This inaccuracy means that often the gradients calculated for updating the weights end up as zero or infinity for deep networks. This is commonly refered to as the *vanishing gradients* or *exploding gradients* problem. It means that in SGD, the weights are either not updated at all or jump to infinity. Either way, they won't improve with training.


这种不准确性意味着通常为更新权重而计算的梯度最终为深度网络的零或无穷大。这通常被称为 * 消失梯度 * 或 * 爆炸梯度 * 问题。这意味着在SGD中，权重要么根本不更新，要么跳到无穷大。不管怎样，他们都不会随着训练而进步。

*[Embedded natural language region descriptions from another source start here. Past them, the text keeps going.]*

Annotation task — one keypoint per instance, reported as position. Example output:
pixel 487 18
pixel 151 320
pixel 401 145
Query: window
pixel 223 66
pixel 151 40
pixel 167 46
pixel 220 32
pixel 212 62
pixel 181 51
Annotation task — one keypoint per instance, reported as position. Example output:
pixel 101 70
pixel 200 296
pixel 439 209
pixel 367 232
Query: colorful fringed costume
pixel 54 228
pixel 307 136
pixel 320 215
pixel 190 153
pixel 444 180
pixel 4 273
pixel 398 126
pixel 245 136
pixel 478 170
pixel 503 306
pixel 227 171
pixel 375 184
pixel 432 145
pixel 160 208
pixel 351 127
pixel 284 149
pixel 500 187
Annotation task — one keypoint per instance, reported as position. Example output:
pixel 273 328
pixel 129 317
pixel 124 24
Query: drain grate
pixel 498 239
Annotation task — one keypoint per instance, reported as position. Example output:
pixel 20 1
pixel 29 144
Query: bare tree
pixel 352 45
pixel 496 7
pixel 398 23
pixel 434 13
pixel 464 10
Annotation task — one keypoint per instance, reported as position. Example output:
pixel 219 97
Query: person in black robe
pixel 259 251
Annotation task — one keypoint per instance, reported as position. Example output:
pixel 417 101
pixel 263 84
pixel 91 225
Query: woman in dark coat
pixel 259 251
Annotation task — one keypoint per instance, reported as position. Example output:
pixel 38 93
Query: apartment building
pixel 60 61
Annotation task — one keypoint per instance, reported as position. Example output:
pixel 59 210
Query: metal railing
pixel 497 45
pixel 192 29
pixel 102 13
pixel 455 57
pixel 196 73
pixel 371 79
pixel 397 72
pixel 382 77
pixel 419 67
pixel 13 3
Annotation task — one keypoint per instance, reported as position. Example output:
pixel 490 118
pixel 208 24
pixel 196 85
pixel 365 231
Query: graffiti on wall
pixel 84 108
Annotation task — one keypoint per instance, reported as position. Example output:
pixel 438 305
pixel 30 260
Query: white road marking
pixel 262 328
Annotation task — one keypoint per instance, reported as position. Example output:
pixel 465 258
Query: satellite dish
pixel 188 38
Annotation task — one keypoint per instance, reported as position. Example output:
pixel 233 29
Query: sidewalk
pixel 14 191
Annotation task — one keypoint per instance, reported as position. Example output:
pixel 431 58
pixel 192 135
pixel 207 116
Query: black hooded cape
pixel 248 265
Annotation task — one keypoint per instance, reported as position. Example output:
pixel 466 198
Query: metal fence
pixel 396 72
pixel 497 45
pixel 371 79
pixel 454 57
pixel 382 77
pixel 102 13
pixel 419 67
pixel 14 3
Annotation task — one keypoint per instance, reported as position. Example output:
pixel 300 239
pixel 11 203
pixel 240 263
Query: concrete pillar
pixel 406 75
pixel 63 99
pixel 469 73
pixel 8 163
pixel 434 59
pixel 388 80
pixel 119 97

[机器翻译]

Researchers have developed a number of ways to tackle this problem, which we will be discussing later in the book. One option is to change the definition of a layer in a way that makes it less likely to have exploding activations. We'll look at the details of how this is done in <<chapter_convolutions>>, when we discuss batch normalization, and <<chapter_resnet>>, when we discuss ResNets, although these details don't generally matter in practice (unless you are a researcher that is creating new approaches to solving this problem). Another strategy for dealing with this is by being careful about initialization, which is a topic we'll investigate in <<chapter_foundations>>.


研究人员已经开发了许多方法来解决这个问题，我们将在本书的后面讨论这个问题。一种选择是更改图层的定义，使其不太可能有爆炸式激活。当我们讨论批标准化时，我们将在 <<chapter_convolutions>> 和 <<chapter_resnet>> 中详细讨论如何实现这一点，当我们讨论ResNets时，尽管这些细节在实践中并不重要 (除非你是一名正在创造新方法来解决这个问题的研究员)。处理这个问题的另一个策略是小心初始化，这是我们将在 <<chapter_foundation>> 中研究的一个主题。[机器翻译]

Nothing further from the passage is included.